Não
esquecer os últimos – a propósito da Economia
dos Pobres, dos Nobel 2019 da Economia, Abhijit V. Banerjee e Esther
Duflo
Apesar
da ilusão de que com a globalização nos passámos a conhecer todos muito bem, –
todos, de todos os continentes e lugares -, a verdade é que não apenas a rede não chega a demasiados locais do
planeta, como, ademais, mesmo os que nos julgamos privilegiados no acesso à
informação e ao conhecimento, nos países mais desenvolvidos, revelamos, não
raro, uma grande ignorância do que se passa, dos costumes e usos prevalecentes,
em vários pontos da Terra. Se pensarmos numa questão, como a da pobreza, muito
presente, em definitivo, nas nossas sociedades e estudarmos o que sucede, a
este propósito, em paragens de matriz cultural diversa da nossa, (também) aí,
estou em crer, não deixaremos de ficar surpreendidos. Neste sentido, a partir
da obra de Abhijit V. Banerjee e Esther Duflo, A economia dos pobres, queria, aqui, destacar dois casos que julgo
bastante ilustrativos, no contexto do que pode ser o nosso desconhecimento de
outras realidades, de outras causas e motivações, para problemas de que
padecemos. Pensemos, pois, na pobreza fora dos cânones ocidentais.
Concentremo-nos
em uma aldeia indiana, Naganadgi, na província de Karnataka e tentemos perceber
o modo como muitos pais (rurais) veem a educação dos seus filhos. Aceitemos que
entendem, sobretudo, a educação, como um modo de os seus educandos adquirirem
uma considerável riqueza. Mas avancemos um pouco. Constatemos que, para muitos
pais, a correlação entre um salário e a escolaridade se faz de forma drástica,
pelo que os ganhos que prevêem para uma formação com o nível de ensino
Secundário, p.ex., é sobrevalorizada, e aqueles obtidos com uma formação com o
ensino primário e básico subvalorizados, face ao que as estatísticas mostram
ser a real compensação, ao nível dos rendimentos auferidos, por quem possui
tais (diferentes) habilitações. Registemos que em Madagáscar, ou em Marrocos,
pais pensam de forma semelhante a estes pais de uma aldeia indiana. Ora, com
tais ideias pré-concebidas, “uma crença na forma em S”, o que sucede é que para muitos progenitores “faz sentido
colocar todos os ovos educativos no cesto do filho que acharem ser mais
promissor, certificando-se de que recebe a educação suficiente, em vez de
espalhar o investimento de igual modo por todos os filhos”.
Portanto,
primeira ideia aqui a sublinhar, quanto ao que sucede ao nível educativo, e que
funciona como “ratoeira da pobreza”, em
vários pontos do globo, não ocidental: os pais, em muitos locais, tendem, desde
tenra idade, a selecionar o filho – que, por diferentes causas/experiências,
consideram “inteligente” – para ir à escola e ter uma formação extensa de modo
a compensar (em ganho acrescido, o que se perde, nomeadamente, pelo não
desempenho de um dado trabalho, de modo mais precoce).
Segunda
ideia: sociedade com castas (atentem na importância de uma mundividência).
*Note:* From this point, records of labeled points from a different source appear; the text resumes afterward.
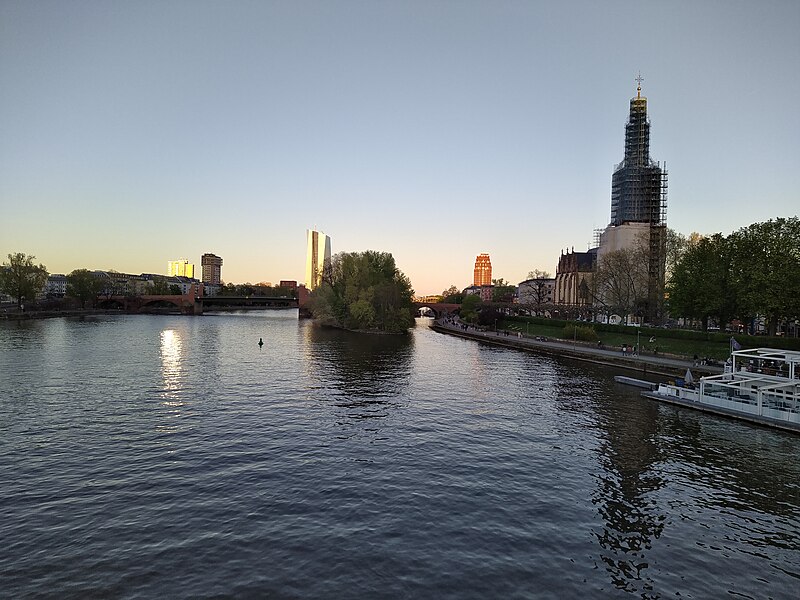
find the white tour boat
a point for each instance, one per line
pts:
(761, 385)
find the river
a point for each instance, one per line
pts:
(169, 456)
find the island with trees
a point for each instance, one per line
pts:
(364, 291)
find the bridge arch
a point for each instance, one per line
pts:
(440, 309)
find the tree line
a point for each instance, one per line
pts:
(364, 291)
(752, 272)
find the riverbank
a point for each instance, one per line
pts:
(658, 365)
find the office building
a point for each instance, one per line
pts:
(180, 268)
(483, 270)
(212, 269)
(318, 257)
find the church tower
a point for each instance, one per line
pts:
(639, 203)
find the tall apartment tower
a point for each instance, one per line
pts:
(180, 268)
(212, 269)
(483, 270)
(318, 257)
(639, 196)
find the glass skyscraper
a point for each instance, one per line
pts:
(318, 257)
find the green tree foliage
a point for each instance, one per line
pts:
(364, 291)
(753, 272)
(702, 285)
(537, 288)
(620, 281)
(452, 295)
(160, 287)
(84, 285)
(21, 278)
(767, 270)
(470, 307)
(539, 274)
(489, 316)
(676, 246)
(503, 291)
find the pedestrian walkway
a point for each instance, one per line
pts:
(671, 366)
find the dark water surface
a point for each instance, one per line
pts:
(159, 456)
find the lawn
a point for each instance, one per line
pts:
(662, 345)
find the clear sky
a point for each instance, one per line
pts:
(133, 133)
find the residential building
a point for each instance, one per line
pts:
(483, 270)
(212, 269)
(574, 278)
(318, 257)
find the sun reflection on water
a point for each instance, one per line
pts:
(172, 374)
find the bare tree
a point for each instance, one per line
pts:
(620, 281)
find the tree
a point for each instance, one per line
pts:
(767, 269)
(84, 285)
(677, 244)
(160, 287)
(470, 307)
(364, 291)
(702, 283)
(538, 274)
(452, 295)
(21, 278)
(620, 281)
(538, 287)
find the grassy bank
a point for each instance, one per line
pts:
(666, 341)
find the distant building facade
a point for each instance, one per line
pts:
(212, 269)
(56, 286)
(180, 268)
(318, 257)
(574, 278)
(483, 270)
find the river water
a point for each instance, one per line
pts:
(168, 456)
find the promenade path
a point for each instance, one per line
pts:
(664, 365)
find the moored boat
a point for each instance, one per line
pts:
(761, 385)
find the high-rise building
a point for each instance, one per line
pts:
(483, 270)
(212, 269)
(318, 257)
(180, 268)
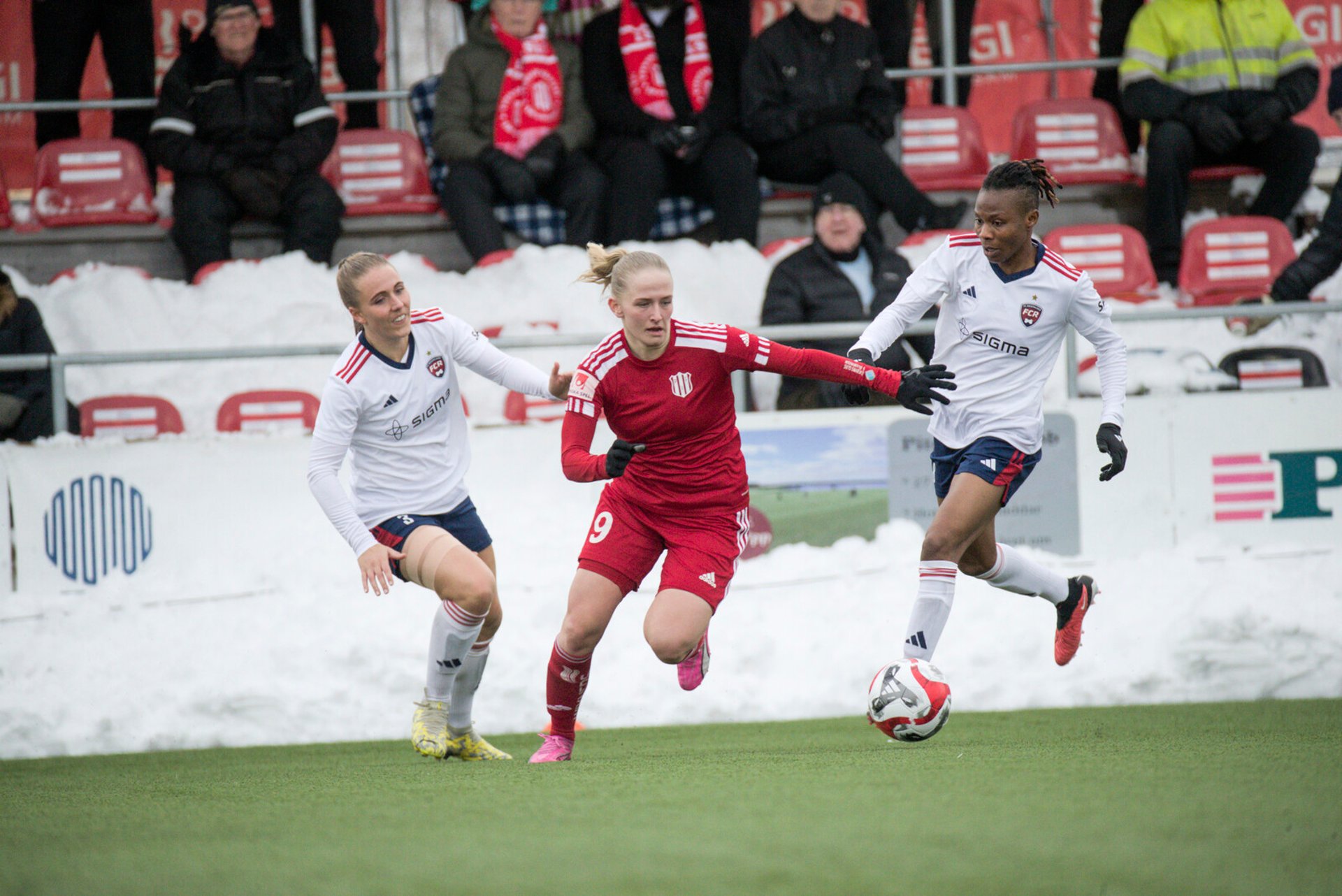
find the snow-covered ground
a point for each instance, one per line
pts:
(312, 659)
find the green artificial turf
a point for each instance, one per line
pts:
(1203, 798)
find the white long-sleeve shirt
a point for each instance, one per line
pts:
(1000, 334)
(403, 424)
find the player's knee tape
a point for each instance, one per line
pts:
(424, 570)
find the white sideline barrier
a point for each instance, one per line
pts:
(218, 515)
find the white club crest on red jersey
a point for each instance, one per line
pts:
(681, 384)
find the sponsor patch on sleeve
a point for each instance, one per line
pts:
(583, 386)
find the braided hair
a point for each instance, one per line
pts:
(1027, 175)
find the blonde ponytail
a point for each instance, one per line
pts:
(614, 267)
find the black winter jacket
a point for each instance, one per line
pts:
(808, 287)
(798, 67)
(270, 113)
(605, 83)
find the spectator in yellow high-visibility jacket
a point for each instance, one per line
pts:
(1219, 82)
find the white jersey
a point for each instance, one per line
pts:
(403, 424)
(1000, 334)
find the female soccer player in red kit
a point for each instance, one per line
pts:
(678, 479)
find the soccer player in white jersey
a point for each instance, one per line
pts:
(1006, 303)
(394, 404)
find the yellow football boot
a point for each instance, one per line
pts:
(428, 729)
(471, 747)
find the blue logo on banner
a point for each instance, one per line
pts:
(99, 523)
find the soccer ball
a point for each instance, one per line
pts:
(909, 700)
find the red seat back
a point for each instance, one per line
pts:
(1114, 255)
(4, 204)
(92, 182)
(380, 172)
(128, 416)
(1232, 258)
(1081, 140)
(268, 410)
(942, 148)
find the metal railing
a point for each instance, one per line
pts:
(798, 331)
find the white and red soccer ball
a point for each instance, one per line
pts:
(909, 700)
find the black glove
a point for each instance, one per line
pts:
(879, 127)
(1110, 442)
(621, 452)
(920, 385)
(11, 408)
(1266, 117)
(544, 160)
(1212, 127)
(513, 179)
(668, 137)
(259, 191)
(858, 395)
(694, 145)
(839, 115)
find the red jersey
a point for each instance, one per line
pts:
(684, 410)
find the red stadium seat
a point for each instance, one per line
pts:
(1114, 255)
(1232, 258)
(781, 249)
(942, 148)
(268, 410)
(380, 172)
(128, 416)
(4, 204)
(1081, 140)
(92, 182)
(519, 408)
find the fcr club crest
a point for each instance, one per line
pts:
(681, 385)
Nomes de pessoas que incluem o nome da(s) casta(s).
Num estudo, propõe-se a um conjunto de
professores que avaliem exames em que certos testes surgem com o nome do aluno – e respectiva casta – e outros em que há
anonimato quanto ao aluno em causa. Resultado: verificou-se “que, em média, os
professores davam notas significativamente mais baixas aos alunos das castas
mais baixas, quando conseguiam saber a sua casta do que quando não sabiam. Os professores
das castas mais baixas tinham na realidade maior probabilidade de dar piores
notas aos alunos das castas mais baixas. Deviam estar convencidos de que estas
crianças não podiam ser bons alunos”. Juntando estas duas ideias,
compreenderemos que “a combinação das
elevadas expectativas e da pouca fé pode ser bastante letal. Como vimos, a
crença na curva em S leva as pessoas a desistir. Se os professores e os pais
não acreditarem que a criança consegue atravessar o alto e chegar à parte
íngreme da curva em S, poderão nem sequer tentar: o professor ignora as
crianças que ficaram para trás e os pais deixam de ter interesse na sua
educação. Mas este comportamento cria uma armadilha de pobreza, mesmo onde ela
antes não existia”.
Ensinaram-nos
os clássicos que há mais coisas entre o
Céu e Terra do que a nossa vã sabedoria pensa. Não é a globalização, como
com ingenuidade poderíamos supor, que abole esta máxima. E também não pode ser uma nossa situação precária a
levar-nos à ignorância e esquecimento dos que continuam preteridos, no mais
absoluto obscurecimento, por esse mundo fora.